The rising cost of pet care is resulting in a record number of dogs being abandoned or given up for adoption.
A pet food and accessory retailer in Totton says pet food stores have a duty of care to help offer cost-saving measures where they can.
Healthy Pet Store has reassured customers that it is possible to feed an average-sized 15kg dog for as little as 71p a day.
It comes as the Daily Echo runs Your Money Matters – our campaign aimed at helping you save cash.
Many pet stores around the UK offer multi-buy deals and Healthy Pet Store’s store manager, Richard Wall, says this is a great way to cut back on costs if you are struggling to afford pet care, including food.
Richard said: “Recent talk about the cost crisis said that the average pet owner will spend £250 a month on pet care, with £50 of that budget going towards food.

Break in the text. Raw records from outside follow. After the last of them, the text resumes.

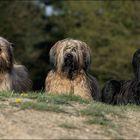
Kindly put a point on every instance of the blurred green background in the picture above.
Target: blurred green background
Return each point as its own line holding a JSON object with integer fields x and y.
{"x": 110, "y": 28}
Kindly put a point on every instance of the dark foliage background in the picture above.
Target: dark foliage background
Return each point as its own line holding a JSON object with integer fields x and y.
{"x": 110, "y": 28}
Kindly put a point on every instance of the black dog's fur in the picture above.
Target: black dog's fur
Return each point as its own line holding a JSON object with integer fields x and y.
{"x": 124, "y": 92}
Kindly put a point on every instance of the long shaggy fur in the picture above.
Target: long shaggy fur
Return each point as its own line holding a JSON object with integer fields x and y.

However, £50 is far more than what is needed to feed a dog with healthy food.
“It is heartbreaking to know that so many dogs are being given up for adoption due to the rise in the cost of living.
“We want caregivers to know we can help them provide their pets with good value, wholesome and healthy food.
“Dogs can be saved from being given up for adoption despite the rise in cost of living.”
Richard said that it is possible owners could be overfeeding their cats and dogs, which he described as a “perfect opportunity straight away to save money”.
“My advice is to ask a vet or a knowledgeable pet food shop for a realistic body score,” he said.
“Ask them to double-check the amount which is fed each day.
“Then it could be a win-win for pet and purse. If 25 per cent less food is fed, that’s a 25 per cent cost saving.”
Richard stressed that pet care is not just made up of food.
He said: “Another way of saving for unexpected bills is to start a bank account fund instead.
“Whilst I would never recommend forgoing inoculations as these are so important, there are other costs or all year round costs such as flea and tick treatments where a preventative ‘just in case’ approach may not be the most cost-effective.”
He added that cat owners can “absolutely benefit financially from looking out for meaty deals”.
Richard explained: “Cats hardly eat anything compared to dogs and since the domestic cat population, especially indoor cats, may also be exposed to overfeeding, caregivers can again easily save costs by switching to a highly digestible meat-only-based diet.
“Cost of living concerns aside, cats do benefit from chewing meat to help keep their teeth clean – which in turn may help to avoid veterinary trips in the future.
“My overall message is there are ways to save costs, most of which centre around giving our pets less to eat and not falling for those puppy eyes.”